-
Notifications
You must be signed in to change notification settings - Fork 195
Description
Hi all,
I've been searching "optimized sparse tensor contractions" for a week and somehow only just found this... 😄
I'm curious what the current state of CUDA support is, and how onerous you think it would or wouldn't be to integrate this library with PyTorch. In particular, say I have some single large einsum in a PyTorch model that I want to accelerate, something like:
torch.einsum("zpui,pqrijk,zpqruvw,zqvj->zrwk")
where some of the tensors are dense and some have sparse dimensions with fixed sparsity structure.
I'm not worried about autodifferentiation — it would be simple to take the symbolic derivatives of einsums like this and feed them to TACO to generate separate compute kernels for the backwards pass. So my questions become:
- Is CUDA support mature enough for this kind of application?

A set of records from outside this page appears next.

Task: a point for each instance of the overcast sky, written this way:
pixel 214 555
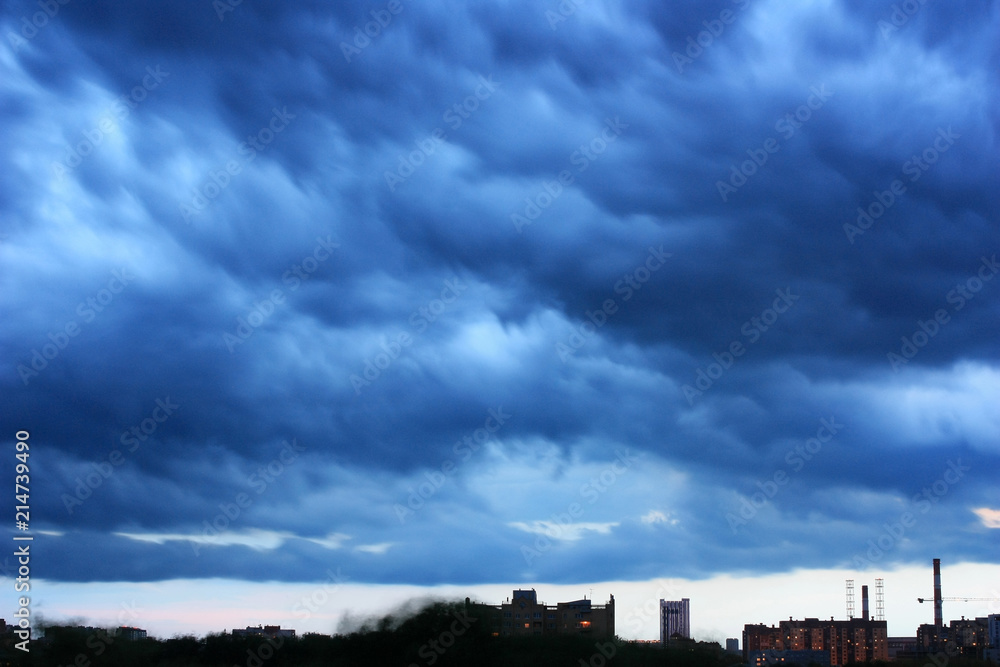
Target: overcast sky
pixel 507 293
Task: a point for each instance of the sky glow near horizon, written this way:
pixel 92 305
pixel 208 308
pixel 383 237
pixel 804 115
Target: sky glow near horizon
pixel 505 294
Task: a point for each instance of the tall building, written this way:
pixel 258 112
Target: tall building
pixel 675 619
pixel 855 640
pixel 522 614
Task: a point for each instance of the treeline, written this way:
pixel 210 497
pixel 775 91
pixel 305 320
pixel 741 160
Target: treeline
pixel 440 634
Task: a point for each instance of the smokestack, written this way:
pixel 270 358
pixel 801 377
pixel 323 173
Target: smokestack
pixel 938 622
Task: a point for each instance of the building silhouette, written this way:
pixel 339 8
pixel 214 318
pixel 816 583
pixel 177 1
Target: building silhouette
pixel 675 620
pixel 854 640
pixel 272 631
pixel 522 614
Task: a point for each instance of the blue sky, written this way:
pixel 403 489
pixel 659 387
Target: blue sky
pixel 486 295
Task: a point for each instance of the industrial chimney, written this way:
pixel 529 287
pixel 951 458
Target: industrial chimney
pixel 938 622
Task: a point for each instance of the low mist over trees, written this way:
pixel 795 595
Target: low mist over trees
pixel 439 634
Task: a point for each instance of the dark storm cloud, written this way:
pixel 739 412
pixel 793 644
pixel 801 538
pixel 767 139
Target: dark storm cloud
pixel 366 244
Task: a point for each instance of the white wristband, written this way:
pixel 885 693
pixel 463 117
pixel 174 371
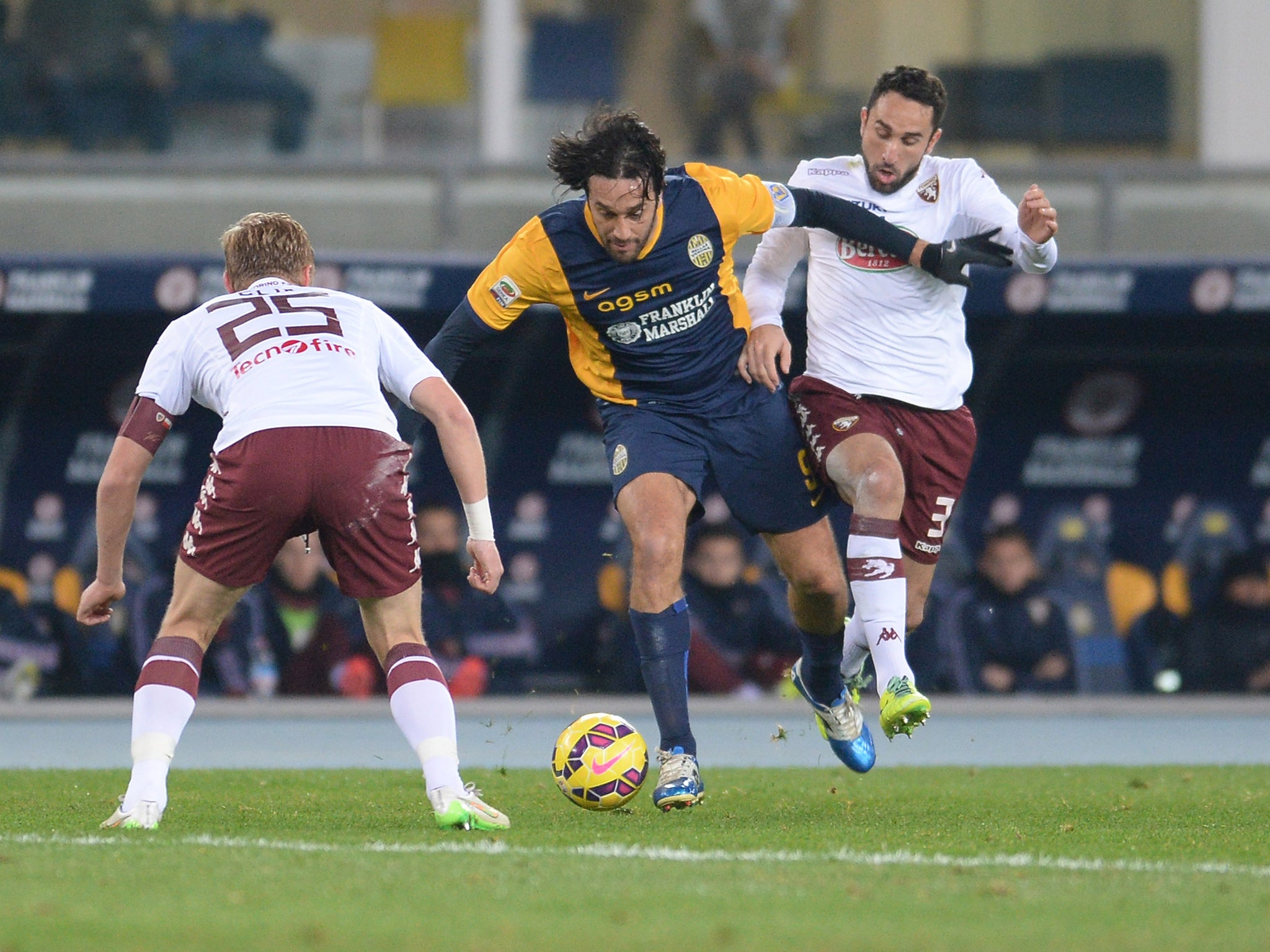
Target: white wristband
pixel 481 523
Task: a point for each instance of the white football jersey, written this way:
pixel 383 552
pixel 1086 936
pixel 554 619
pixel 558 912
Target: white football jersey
pixel 285 356
pixel 877 325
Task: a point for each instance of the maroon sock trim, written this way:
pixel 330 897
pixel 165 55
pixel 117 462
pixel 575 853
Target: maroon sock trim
pixel 874 569
pixel 178 646
pixel 409 662
pixel 873 526
pixel 174 674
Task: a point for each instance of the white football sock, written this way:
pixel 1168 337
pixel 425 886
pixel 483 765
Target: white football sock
pixel 881 591
pixel 425 711
pixel 159 715
pixel 855 649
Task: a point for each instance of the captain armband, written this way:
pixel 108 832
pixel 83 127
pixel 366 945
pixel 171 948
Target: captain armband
pixel 146 425
pixel 784 202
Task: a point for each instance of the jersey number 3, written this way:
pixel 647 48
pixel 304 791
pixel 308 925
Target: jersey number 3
pixel 263 307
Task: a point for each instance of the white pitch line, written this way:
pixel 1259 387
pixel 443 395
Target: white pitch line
pixel 678 855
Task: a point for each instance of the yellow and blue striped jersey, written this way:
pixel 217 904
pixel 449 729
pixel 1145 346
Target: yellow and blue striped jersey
pixel 665 329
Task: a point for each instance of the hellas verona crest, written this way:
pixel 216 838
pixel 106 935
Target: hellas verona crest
pixel 625 333
pixel 700 250
pixel 505 291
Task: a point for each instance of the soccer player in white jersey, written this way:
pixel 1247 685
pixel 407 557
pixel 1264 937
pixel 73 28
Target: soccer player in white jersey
pixel 887 361
pixel 309 444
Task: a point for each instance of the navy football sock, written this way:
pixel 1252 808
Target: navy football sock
pixel 664 650
pixel 822 663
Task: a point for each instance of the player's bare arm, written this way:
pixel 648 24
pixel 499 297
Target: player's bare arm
pixel 1037 216
pixel 460 442
pixel 766 356
pixel 116 503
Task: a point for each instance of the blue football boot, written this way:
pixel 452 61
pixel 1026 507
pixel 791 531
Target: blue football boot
pixel 678 783
pixel 842 724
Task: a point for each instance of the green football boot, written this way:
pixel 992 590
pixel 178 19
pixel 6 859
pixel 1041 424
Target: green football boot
pixel 465 810
pixel 904 707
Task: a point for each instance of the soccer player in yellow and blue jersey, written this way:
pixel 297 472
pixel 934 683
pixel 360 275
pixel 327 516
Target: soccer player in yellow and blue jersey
pixel 642 270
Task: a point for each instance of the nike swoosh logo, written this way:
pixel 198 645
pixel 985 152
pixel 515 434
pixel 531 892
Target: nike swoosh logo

- Is it possible to get the generated C/CUDA code from the python library in order to template it into PyTorch C++ extension code (for loading with https://pytorch.org/docs/stable/cpp_extension.html#torch.utils.cpp_extension.load_inline)?
- How difficult is it to fill the dense part of a mixed dense-sparse TACO tensor from PyTorch tensors?
- Is there any code already out there that works on any of these problems?
Thanks very much for your help and making this tool available!